= Jaan Laaman =

Estonian-American activist

Jaan Karl Laaman (born March 21, 1948) is an Estonia-born American political activist, most known for his conviction and imprisonment related to various charges including a 1982 attempted murder of a police officer. He was a member of the United Freedom Front.

Laaman grew up in Roxbury, Massachusetts and Buffalo, New York. His family emigrated to the United States from Estonia when he was a child. He had a son who died in 2011.

Laaman served a major portion of a 53-year prison sentence for his role in the bombings of United States government buildings while a member of the United Freedom Front, an American leftist group in the 1980s.

In the 1960s, Laaman worked in Students for a Democratic Society and community organizations and advocated against the Vietnam War and racism. As a student at the University of New Hampshire, he was a leader in the SDS. He was also a leader in the student strike in May 1970 in reaction to the bombing of Cambodia and the killing of six students during protests at Kent State University and Jackson State College.

He facilitated youth development in the Black Panther Party and the Puerto Rican Young Lords street gang.

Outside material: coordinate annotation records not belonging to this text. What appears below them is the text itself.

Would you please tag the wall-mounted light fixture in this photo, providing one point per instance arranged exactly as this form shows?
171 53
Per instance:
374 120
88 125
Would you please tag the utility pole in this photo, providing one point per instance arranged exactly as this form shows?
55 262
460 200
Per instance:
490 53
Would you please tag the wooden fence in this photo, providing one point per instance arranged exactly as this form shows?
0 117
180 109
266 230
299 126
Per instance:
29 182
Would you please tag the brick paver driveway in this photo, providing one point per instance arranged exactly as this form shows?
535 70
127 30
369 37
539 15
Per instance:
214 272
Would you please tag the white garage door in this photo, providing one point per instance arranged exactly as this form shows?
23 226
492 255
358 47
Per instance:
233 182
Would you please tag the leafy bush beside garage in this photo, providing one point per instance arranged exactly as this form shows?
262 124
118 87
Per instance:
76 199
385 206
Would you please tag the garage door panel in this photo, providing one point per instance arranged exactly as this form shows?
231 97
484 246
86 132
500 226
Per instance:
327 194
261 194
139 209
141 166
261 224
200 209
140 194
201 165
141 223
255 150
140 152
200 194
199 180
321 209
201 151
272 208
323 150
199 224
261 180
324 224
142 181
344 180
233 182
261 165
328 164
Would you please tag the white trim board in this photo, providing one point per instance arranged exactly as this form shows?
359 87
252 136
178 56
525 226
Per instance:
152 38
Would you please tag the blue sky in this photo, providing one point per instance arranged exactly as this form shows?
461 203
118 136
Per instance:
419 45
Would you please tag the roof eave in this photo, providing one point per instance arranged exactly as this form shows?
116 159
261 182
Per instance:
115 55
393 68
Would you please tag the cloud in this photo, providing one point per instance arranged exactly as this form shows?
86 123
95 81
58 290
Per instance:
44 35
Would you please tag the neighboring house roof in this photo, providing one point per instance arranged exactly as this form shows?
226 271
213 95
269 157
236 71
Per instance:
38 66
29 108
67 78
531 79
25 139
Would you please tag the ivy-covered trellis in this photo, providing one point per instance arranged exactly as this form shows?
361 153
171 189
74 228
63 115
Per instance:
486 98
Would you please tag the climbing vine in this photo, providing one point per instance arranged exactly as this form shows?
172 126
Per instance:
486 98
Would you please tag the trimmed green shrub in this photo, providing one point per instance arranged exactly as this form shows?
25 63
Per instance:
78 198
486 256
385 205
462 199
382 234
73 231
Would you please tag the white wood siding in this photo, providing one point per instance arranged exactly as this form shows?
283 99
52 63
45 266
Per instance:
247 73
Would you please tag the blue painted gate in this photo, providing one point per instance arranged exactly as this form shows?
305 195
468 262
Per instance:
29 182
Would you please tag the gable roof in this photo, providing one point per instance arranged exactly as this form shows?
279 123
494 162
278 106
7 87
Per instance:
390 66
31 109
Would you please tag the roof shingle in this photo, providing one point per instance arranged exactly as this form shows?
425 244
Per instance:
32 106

In 1972, he was arrested and charged with bombing a Richard Nixon re-election headquarters building and a police station in New Hampshire and was sentenced to 20 years. However, he was released in 1978. In 1979, he and Kazi Toure helped to organize the Amandla Festival of Unity to support an end to apartheid in Southern Africa, which featured musician Bob Marley.

He was eventually caught with several other members of the United Freedom Front, referred to as the Ohio 7, including leader Tom Manning, in 1984. While originally charged with seditious conspiracy, Laaman was found guilty of five bombings, one attempted bombing, and criminal conspiracy, and sentenced to 53 years in prison.

In 1977, an important New Hampshire State Supreme Court case was won by Laaman. Raymond Helgemoe was the warden of the New Hampshire State Prison. Laaman sued to receive reading material which he was refused. Helgemoe claimed that the material was radical, seditious, and even included bomb-making instructions. The New Hampshire Supreme Court, in a decision written by Hugh Bownes, decided in favor of Laaman, and this case eventually was used as a justification for offering college-level education in New Hampshire prisons for the first time.

Laaman was released on May 15, 2021.

== Writings ==
- Jan Laaman (Contr. Author) "This Country Must Change: Essays on the Necessity of Revolution in the USA" (Arissa Media Group, 2009). ISBN 978-0-9742884-7-5.